Mis4 scene5 | ナノ





――scene 5



「行っちゃったみたいね」


 ドアの方を見て、リンが言う。さっきまで立ち聞きをしていた人物は、もういない。


「聞かれちゃったか」
「分かってたくせに?」
「バレた?」
「バレるわ」


 随分意地が悪いのね、とリンは歌うように笑った。そんなのわかってるだろ、とレンもからかうように応じる。


「聞えよがしにあんなこと。あの子、貴方のこと全力で気にするわ。やっぱり忘れられてるの、気にしてるのね」
「そりゃ、良い気分じゃないよね。僕には大事な想い出なんだから、ちょっとくらいの意地悪許して欲しいよ」
「そうね、思い出はどんなときでも綺麗だわ」
「聞かないの?」
「聞いて欲しいの?」
「いーや。聞くってことは、聞いても良いってことでしょ。僕は聞いて欲しくないし、君たちのことを聞くほどの覚悟もないからね」
「ご明察」


 茶目っ気よろしく、リンが右手を銃の形にして、ばーんと撃つ振りをする。銃口が向いた先で、ノリよく撃たれた振りでよろけた。


「ああでも、あたしから一個だけ聞いとこうかしら」
「何?」
「貴方の名前。あの子と何か関係あるの? 始め、兄妹かと思ったんだけど」


 今後、もし兄妹なら気の使い方も違ってくるでしょ、とリンは嘯いた。
 ああ、と応える声は、若干の追憶を孕む。微かに笑んだ口元は、まるで夢を見るような。

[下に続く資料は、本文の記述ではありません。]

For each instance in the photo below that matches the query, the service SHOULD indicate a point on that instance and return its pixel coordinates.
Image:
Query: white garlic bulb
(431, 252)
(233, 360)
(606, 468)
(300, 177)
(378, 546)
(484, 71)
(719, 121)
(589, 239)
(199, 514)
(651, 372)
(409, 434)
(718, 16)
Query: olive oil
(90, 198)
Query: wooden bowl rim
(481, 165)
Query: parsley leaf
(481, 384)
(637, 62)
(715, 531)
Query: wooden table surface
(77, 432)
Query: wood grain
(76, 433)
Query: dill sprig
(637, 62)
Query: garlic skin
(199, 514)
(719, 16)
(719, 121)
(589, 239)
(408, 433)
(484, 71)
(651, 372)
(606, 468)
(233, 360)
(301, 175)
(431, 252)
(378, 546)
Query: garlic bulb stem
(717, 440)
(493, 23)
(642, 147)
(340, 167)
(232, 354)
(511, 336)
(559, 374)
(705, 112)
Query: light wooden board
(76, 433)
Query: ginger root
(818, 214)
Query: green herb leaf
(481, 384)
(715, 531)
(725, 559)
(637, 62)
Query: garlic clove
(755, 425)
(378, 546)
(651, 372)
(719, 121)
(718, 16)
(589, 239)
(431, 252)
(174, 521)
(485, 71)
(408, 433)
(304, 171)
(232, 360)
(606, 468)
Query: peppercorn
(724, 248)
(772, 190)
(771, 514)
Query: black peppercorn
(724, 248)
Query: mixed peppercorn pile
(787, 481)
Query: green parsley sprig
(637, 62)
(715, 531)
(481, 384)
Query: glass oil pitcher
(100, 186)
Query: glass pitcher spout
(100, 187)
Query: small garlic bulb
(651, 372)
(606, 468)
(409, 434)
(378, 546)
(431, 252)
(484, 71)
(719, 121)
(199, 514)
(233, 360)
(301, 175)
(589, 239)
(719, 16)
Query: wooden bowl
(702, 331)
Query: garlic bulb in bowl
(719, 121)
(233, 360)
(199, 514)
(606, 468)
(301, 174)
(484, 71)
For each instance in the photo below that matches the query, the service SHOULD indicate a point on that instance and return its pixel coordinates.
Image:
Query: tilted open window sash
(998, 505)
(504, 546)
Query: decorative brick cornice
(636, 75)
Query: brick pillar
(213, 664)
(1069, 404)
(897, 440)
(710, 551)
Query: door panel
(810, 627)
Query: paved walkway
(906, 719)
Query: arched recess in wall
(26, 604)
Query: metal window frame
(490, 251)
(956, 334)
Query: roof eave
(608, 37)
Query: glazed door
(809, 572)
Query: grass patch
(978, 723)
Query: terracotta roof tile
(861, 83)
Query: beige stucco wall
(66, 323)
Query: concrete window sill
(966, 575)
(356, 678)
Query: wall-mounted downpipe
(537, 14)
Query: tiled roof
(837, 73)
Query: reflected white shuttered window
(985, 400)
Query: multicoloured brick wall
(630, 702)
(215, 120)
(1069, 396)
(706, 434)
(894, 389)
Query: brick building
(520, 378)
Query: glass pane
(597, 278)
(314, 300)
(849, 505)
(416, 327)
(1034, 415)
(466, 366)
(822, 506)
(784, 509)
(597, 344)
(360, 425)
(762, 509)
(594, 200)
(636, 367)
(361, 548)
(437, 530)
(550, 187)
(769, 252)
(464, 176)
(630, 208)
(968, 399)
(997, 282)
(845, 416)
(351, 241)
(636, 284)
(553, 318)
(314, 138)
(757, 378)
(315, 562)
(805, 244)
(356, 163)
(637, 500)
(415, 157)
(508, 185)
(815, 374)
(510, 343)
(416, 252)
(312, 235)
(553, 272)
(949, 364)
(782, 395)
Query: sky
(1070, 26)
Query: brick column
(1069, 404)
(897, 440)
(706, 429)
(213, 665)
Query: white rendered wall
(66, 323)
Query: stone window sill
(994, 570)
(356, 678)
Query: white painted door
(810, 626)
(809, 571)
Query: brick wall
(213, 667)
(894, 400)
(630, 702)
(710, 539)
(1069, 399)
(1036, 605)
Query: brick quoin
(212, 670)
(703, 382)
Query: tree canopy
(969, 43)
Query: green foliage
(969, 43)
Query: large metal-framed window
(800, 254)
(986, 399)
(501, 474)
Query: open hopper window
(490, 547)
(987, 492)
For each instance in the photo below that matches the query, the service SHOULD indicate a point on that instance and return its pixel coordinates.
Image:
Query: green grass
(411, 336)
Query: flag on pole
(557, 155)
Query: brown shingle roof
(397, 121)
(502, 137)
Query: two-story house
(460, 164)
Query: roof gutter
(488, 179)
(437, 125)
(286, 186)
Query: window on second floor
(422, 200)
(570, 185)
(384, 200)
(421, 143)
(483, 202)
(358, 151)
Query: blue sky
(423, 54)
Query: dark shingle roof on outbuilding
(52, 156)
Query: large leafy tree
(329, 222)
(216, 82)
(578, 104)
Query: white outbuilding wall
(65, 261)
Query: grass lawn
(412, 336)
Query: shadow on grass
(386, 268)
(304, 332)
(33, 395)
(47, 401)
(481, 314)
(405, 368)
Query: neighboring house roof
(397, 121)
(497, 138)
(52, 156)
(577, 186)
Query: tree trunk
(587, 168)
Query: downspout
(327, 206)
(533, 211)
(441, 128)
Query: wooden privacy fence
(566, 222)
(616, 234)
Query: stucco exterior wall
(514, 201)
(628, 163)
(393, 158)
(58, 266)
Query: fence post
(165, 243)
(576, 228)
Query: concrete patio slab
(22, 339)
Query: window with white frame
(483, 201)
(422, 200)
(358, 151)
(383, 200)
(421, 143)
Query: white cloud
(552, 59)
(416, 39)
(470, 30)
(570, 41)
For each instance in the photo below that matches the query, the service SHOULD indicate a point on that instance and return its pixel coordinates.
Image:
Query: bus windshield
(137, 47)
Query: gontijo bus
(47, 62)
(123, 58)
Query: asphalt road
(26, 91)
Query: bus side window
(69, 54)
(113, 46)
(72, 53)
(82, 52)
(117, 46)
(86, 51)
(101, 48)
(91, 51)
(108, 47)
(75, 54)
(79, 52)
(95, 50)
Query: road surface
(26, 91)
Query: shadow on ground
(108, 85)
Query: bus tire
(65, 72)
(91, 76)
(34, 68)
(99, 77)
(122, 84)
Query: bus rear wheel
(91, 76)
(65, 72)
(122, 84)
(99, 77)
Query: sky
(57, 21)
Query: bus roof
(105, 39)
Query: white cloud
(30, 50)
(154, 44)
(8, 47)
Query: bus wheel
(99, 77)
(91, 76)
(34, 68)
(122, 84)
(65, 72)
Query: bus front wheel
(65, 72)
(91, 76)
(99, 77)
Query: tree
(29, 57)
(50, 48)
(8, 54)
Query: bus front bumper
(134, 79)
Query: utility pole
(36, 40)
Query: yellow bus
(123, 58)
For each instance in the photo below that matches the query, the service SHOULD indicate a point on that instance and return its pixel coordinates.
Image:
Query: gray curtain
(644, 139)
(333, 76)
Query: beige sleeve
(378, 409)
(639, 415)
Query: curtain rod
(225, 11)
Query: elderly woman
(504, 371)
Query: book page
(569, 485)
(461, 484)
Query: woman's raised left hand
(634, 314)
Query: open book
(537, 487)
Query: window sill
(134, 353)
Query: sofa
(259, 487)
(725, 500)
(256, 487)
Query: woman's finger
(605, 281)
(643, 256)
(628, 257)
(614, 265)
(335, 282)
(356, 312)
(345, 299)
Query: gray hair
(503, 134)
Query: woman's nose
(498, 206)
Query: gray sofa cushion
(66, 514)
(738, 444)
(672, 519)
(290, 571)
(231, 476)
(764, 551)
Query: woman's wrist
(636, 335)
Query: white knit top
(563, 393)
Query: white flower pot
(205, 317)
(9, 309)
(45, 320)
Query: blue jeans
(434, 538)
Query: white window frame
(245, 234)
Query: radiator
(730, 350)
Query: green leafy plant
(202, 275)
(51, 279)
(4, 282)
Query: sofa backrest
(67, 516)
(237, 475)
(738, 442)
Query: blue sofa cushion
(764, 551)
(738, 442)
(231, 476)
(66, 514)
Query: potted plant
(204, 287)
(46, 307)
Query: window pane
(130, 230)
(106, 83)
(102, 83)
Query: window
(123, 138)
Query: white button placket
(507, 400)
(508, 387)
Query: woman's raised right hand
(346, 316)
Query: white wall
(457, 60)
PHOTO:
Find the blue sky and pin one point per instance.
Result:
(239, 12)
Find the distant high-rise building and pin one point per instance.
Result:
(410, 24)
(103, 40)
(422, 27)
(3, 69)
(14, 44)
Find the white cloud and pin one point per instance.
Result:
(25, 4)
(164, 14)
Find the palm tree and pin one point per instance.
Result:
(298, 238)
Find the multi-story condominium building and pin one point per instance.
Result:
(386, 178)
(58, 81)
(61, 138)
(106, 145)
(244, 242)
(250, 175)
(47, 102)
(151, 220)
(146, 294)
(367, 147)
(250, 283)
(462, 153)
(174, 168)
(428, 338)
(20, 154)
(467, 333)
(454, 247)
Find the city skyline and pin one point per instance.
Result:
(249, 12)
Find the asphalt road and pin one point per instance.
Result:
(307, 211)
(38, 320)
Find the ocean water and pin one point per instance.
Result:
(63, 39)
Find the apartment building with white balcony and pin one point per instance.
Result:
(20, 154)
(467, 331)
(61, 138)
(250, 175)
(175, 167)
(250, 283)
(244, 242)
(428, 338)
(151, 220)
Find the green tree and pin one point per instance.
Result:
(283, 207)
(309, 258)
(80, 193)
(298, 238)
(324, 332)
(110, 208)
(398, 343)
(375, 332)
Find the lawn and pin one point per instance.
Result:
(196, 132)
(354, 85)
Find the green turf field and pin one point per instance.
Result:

「兄妹じゃないよ。ただ、この名前はあの子からもらったものだから。僕はその代わりに、あの子に歌をあげたんだけどね」


 良い名前でしょ、と、笑う男の名前は、ミクオと言った。












【MISSION 4 賭場荒しのイカサマ師を捕まえよ】
――Complete.



















20140621



 とうとうやってきましたミクオ! 今回から少しずつ伏線張って回収していきたいと思います。クオさんまじクオさん。
 今回多分初めてミクオの一人称を僕にしました。もしかしたら過去にあったかもしれないのですが。(←案の定ありましたっていうかボカロ設定だと僕でしたねorz)というのも、初期設定表見てたら、「人畜無害」の項目があったのです。結崎は驚愕しました。人畜無害……?
 なのでさわやか青年になるかなととりあえず「僕」を採用したんですが、なんか余計胡散臭いですねw
 ミクオが登場させるのは絶対カジノと決めてました。第一印象で決めてました。こいつほど似合うのはいないと勝手に思ってます。あ、もう人畜無害の前提がこの辺りで崩れてますね。イカサマやってて人畜無害って。しかも女の子にだらしない感じもあるあたりどうしようもないです。こっから是が非でもクオミクにつなげたい。
 ここまでミクオの話しかしてないことに驚愕しました。カジノゲームはイカサマありでレンも得意ですがミクオには及ばない設定も付け加えときます。リンはルールを覚える気すらありません。このミクは腹芸ができなそうなので向いてないと思います。めーちゃんはカジノでの賭け事はあんまり好きじゃなさそうで、ルカさんは仕事ならやるけど興味なさげ。カイトは強いと思います。ミクオ>カイト>レンの順。